“Il giorno prima di partire dagli Stati Uniti per tornare qui, nella mia Beirut, sono andato a trovare mio nipote, un affermato ingegnere. Quando mi ha visto mi ha parlato in slang e mi ha detto: ‘Mi annoio, zio. Lavoro a un progetto finalizzato al 2050. Chissà se vedrò mai il frutto del mio lavoro’. Dunque in America si pensa al 2050, qui invece si litiga ancora sulla battaglia di Karbala nel 680, sull’assassinio dell’imam Hussein”.

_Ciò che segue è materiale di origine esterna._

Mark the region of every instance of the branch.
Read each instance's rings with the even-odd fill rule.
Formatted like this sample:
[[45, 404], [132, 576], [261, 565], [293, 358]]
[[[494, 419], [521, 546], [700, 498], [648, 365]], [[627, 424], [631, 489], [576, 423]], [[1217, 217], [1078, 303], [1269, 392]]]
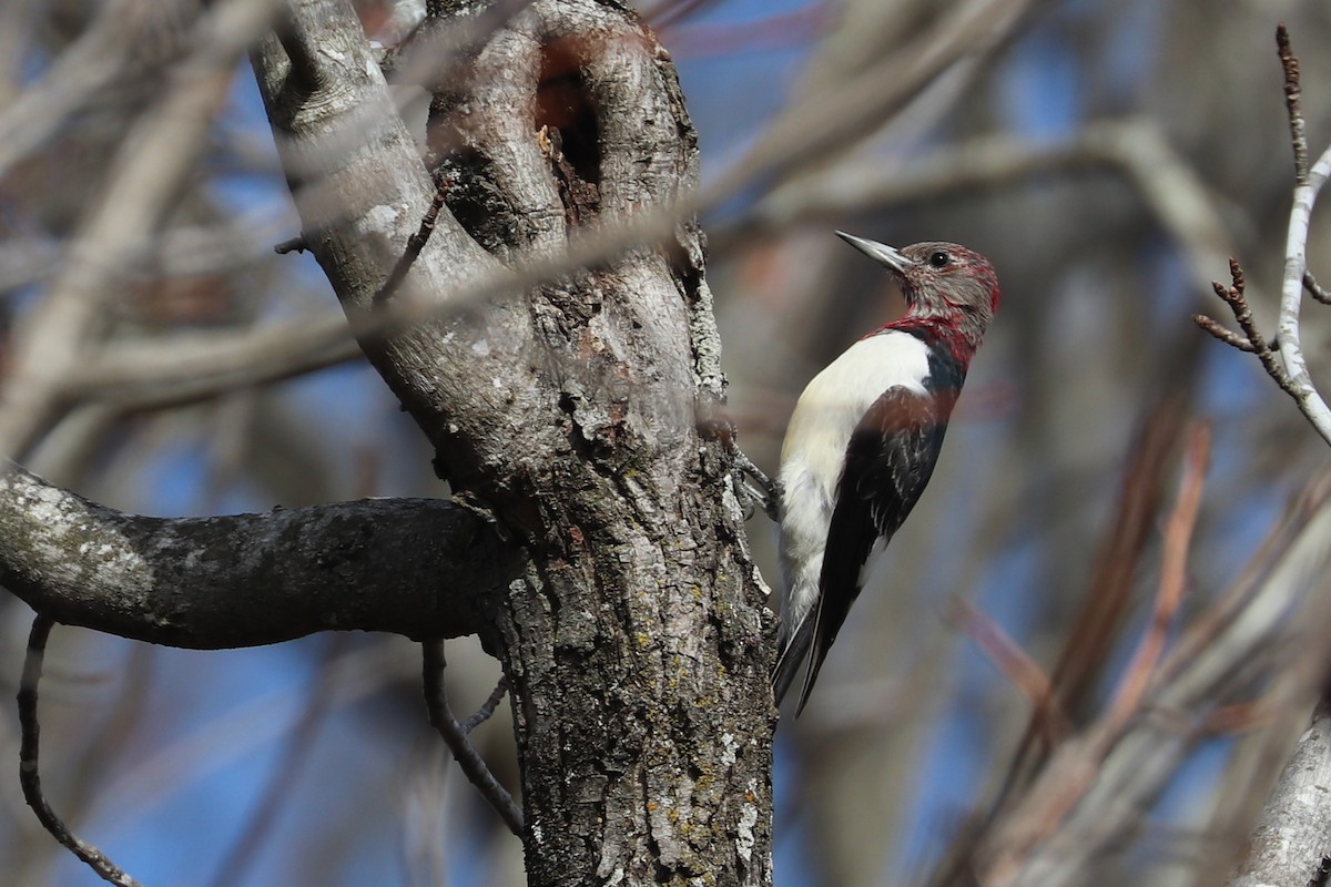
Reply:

Voce possente, inglese dal chiaro accento d’oltre Atlantico, Tom Harb dopo essere stato un deputato al Congresso Americano è oggi un autorevole esponente di numerosi think tank arabo-americani pro Donald Trump. Non immaginavo di conoscerlo arrivando a casa di alcuni amici comuni e dopo un esordio così efficace sull’anacronismo dell’uso politico delle religioni, del presunto eterno conflitto tra sunniti e sciiti, la sua attenzione non poteva che spostarsi su Mbs, come tutti ormai chiamano il giovane erede al trono saudita, Mohammad bin Salman. Già nella sua età c’è uno stravolgimento, il termine saudita era sinonimo di vecchio, corrotto, decrepito. Oggi invece il barometro del Medio Oriente, cioè la vecchia volpe drusa Walid Jumblatt, si può permettere di ammiccare suadente al giovanotto saudita così, su Twitter: “Se noi nel piccolo Libano dovessimo seguire il suo esempio ci servirebbero due hotel Ritz Carlton”. Jumblatt fa riferimento alla decisione di Mbs, divenuta popolarissima già dopo pochi minuti il suo annuncio, di arrestare tanti principi sauditi ritenuti corrotti e rinchiuderli tutti nell’hotel a cinque stelle Ritz Carlton di Riad fino a quando non decideranno di restituire il maltolto, stimato in oltre cento miliardi di dollari. “Con questa mossa e con la decisione di dare alle donne il naturale diritto di guidare Mbs ha già costruito un’alleanza, un blocco sociale maggioritario, lasciando al freddo il blocco nostalgico. In Arabia Saudita il 60% della popolazione ha meno di trent’anni, le donne credo numericamente pesino altrettanto. Ecco perché dico che oggi a Riad si stia scrivendo la storia, o per meglio dire, è chiaro che la storia si è rimessa a camminare. A noi aiutarla a imboccare la strada giusta, quella della cooperazione con le altre civiltà. Non quella oscurantista e revanchista di Tehran. Certo, loro in Siria sono sul carro che ha vinto, quello russo. Ma la Siria ha bisogno di 350 miliardi per essere ricostruita, e chi li mette a disposizione tutti questi soldi? Per me c’è poco da pensarci su; gli arabi e il Fondo Monetario Internazionale. Ma lo faranno in base a patti chiari”.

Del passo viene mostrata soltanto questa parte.